Former Liberal MP turned lobbyist Michael Photios. Photo: Simon Alekna
Liberal powerbroker Michael Photios and fund-raiser Paul Nicolaou were hired as lobbyists by a company under investigation by corruption authorities over a lucrative deal it was pursuing with state-owned Sydney Water Corporation.
The board of the company, Australian Water Holdings (AWH), was asked to consider paying Mr Photios a $1 million success fee if the deal went through, the Independent Commission Against Corruption has heard.
It is also alleged the ''true role'' of an AWH director, Arthur Sinodinos - then NSW Liberal Party treasurer and now federal senator - was to ''open lines of communication with the Liberal Party''.
Australian Hotels Association head and Liberal Party fund-raiser Paul Nicolaou. Photo: Andrew Quilty
The ICAC is holding an inquiry into allegations former Labor ministers Eddie Obeid, Tony Kelly and Joe Tripodi misused their positions in an attempt to benefit AWH, in which Mr Obeid and his family had a significant interest.

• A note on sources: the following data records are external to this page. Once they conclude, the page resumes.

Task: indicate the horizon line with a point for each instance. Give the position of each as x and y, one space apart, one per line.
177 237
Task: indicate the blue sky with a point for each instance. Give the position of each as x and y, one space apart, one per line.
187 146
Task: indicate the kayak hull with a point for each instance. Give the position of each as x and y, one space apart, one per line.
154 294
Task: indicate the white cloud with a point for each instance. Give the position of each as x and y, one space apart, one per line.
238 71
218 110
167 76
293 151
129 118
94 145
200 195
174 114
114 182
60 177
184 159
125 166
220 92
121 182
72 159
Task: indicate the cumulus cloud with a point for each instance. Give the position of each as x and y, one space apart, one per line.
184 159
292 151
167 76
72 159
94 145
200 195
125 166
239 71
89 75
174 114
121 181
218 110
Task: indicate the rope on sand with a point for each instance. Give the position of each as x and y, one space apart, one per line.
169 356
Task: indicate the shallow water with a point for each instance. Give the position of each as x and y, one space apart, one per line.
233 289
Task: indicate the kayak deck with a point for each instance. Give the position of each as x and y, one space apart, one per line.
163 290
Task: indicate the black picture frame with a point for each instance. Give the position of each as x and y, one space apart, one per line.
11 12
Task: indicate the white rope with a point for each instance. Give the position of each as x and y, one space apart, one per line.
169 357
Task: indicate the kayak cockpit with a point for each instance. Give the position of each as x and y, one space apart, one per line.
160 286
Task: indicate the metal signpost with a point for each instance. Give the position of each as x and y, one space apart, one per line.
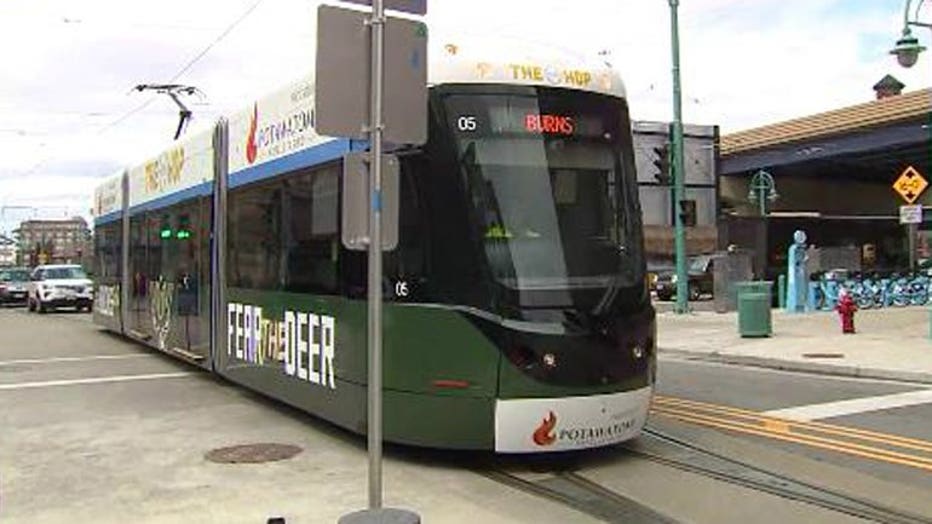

During his opening address on Monday, counsel assisting the commission, Geoffrey Watson, SC, said Mr Photios was engaged by AWH in January 2011, shortly before the O'Farrell Coalition government took power in March.
AWH had been trying to convince the then Labor government, without success, to enter into a public-private partnership with Sydney Water to provide water infrastructure in Sydney's north-west.
Mr Watson said Mr Obeid and his family stood to make $30 million to $60 million from the deal, while Senator Sinodinos would have had a ''$10 [million] or $20 million pay day''.
Mr Photios, who owns registered lobbying firm PremierState and was NSW Liberal vice-president, was engaged by AWH at $5000 a month.
A motion prepared for the AWH board by then chief executive Nick Di Girolamo proposed that, should the deal be approved by the government, Mr Photios would be paid a $1 million bonus.
''It seems that was not passed,'' Mr Watson said. ''But we will be asking one or two questions about it.''
The commission also heard AWH engaged Mr Nicolaou as a lobbyist in April 2007 on a monthly retainer of $5000.
At the time, Mr Nicolaou - currently NSW chief executive of the Australian Hotels Association - was chairman of the Millennium Forum, the NSW Liberal Party's main fund-raising body.
Liberal identity Tim Koelma, described by the commission as ''very closely associated'' with former resources and energy minister Chris Hartcher, was engaged by AWH on a monthly retainer of ''more than $7000''.
Mr Watson said that, at a time when AWH had only 10 employees, ''it also had five lobbyists'' despite having cash flow problems.
He said, at one point, former finance minister Greg Pearce, who, with Premier Barry O'Farrell is not accused of wrongdoing, complained he was being ''over-lobbied'' by the company.